🎓 Ingénierie pédagogique & outils du formateurLecture 4 minMis à jour septembre 2026

Rédiger une étude de cas qui fait travailler le groupe

Contexte, données, ambiguïté utile, consigne, corrigé : la méthode pour rédiger une étude de cas pédagogique efficace et réutilisable.

💡En bref

Une bonne étude de cas contient assez d’informations pour décider, un peu d’ambiguïté pour obliger à choisir, et aucune solution évidente. Elle se rédige en partant de la compétence visée, puis en construisant une situation professionnelle réaliste dont la résolution mobilise précisément cette compétence.

🎓Partir de la compétence, pas de l’histoire

La tentation est de commencer par une situation intéressante puis de chercher ce qu’elle permet d’apprendre. La démarche inverse est plus sûre : identifier la compétence visée, déterminer les décisions qu’elle implique, puis construire une situation qui oblige à prendre ces décisions.

Ce point de départ garantit que le cas travaille l’objectif, et non des compétences périphériques comme la lecture rapide ou la culture générale du secteur.

🧩Doser l’information

Un cas trop complet ne laisse rien à décider ; un cas trop lacunaire empêche de raisonner. Le bon dosage donne les éléments nécessaires, quelques éléments inutiles, et laisse une ou deux zones d’incertitude à traiter explicitement.

ÉlémentRôle pédagogique
ContexteRendre la situation crédible et située
Données utilesPermettre le raisonnement attendu
Données superfluesEntraîner au tri de l’information
Zone d’incertitudeObliger à formuler des hypothèses
ContrainteEmpêcher la solution idéale, forcer l’arbitrage

La contrainte est l’élément qui rend un cas formateur. Sans budget limité, sans délai serré, sans opposition d’un acteur, la réponse est évidente et l’exercice sans intérêt.

✍️Écrire la consigne

La consigne détermine ce que les participants vont réellement produire. Elle doit préciser le livrable, le rôle endossé, le destinataire et le temps disponible.

  • Le rôle : « vous êtes responsable de… », pour situer le point de vue.
  • Le livrable : trois recommandations, un plan d’action, une décision argumentée.
  • Le destinataire : à qui s’adresse la production, ce qui oriente le niveau de détail.
  • Le temps : durée précise, annoncée et tenue.
  • Les critères : sur quoi la production sera examinée.

🎯Préparer le corrigé et l’exploitation

Un cas ouvert n’a pas une solution unique, mais il a des raisonnements attendus. Le corrigé décrit donc les éléments qui doivent apparaître, les erreurs fréquentes et les points de discussion, plutôt qu’une réponse type.
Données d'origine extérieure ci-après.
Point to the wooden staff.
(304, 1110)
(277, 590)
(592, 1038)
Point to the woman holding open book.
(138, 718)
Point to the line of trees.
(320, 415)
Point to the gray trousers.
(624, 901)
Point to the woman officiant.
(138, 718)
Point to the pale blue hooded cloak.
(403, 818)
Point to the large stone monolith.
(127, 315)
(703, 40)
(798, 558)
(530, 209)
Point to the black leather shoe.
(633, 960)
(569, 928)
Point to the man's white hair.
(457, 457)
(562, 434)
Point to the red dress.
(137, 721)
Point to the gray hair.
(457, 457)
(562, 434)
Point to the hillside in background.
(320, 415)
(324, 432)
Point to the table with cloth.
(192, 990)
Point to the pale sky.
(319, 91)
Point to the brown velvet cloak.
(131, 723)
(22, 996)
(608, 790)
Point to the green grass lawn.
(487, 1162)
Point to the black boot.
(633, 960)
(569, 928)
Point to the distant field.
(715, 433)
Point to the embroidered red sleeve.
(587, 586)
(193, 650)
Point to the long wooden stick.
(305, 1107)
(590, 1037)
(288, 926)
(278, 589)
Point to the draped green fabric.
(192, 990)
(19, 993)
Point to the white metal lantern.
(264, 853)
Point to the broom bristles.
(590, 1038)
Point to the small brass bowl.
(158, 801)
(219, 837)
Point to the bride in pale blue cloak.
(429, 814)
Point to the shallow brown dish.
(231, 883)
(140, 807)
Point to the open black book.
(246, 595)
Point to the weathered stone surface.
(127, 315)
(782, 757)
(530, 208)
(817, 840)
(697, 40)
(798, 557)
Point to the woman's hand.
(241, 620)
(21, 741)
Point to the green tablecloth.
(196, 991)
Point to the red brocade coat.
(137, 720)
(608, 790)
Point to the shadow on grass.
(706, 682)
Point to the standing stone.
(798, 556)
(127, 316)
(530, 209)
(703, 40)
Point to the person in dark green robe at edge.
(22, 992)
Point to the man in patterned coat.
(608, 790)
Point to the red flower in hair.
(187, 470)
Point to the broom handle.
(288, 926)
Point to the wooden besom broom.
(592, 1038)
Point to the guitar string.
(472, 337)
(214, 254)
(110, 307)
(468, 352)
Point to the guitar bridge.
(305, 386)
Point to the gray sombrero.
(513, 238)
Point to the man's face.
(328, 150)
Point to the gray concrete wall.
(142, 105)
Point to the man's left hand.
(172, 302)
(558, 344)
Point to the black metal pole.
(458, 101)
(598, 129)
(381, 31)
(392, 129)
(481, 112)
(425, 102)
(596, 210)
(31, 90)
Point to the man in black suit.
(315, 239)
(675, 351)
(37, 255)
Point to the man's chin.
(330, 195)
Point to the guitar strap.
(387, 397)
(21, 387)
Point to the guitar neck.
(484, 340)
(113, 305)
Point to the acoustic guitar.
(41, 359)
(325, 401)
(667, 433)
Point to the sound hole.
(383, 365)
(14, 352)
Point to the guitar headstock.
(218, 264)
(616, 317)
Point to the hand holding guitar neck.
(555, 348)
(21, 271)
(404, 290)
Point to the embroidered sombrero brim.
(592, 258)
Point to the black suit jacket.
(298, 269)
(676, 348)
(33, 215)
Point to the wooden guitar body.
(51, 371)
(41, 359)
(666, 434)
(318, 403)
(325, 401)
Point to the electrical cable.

  1. Lister les éléments d’analyse attendus, par ordre d’importance.
  2. Identifier deux ou trois erreurs de raisonnement fréquentes.
  3. Préparer les questions à poser en restitution pour faire émerger ces points.
  4. Prévoir la formalisation finale : la règle ou méthode que le cas illustre.
  5. Anticiper le lien avec les situations réelles des participants.

🗣️Anonymiser et rester réaliste

Un cas inspiré d’une situation réelle est plus riche qu’un cas inventé, mais il doit être anonymisé sérieusement : noms, lieux, chiffres et détails identifiants modifiés. Cette précaution est à la fois déontologique et juridique.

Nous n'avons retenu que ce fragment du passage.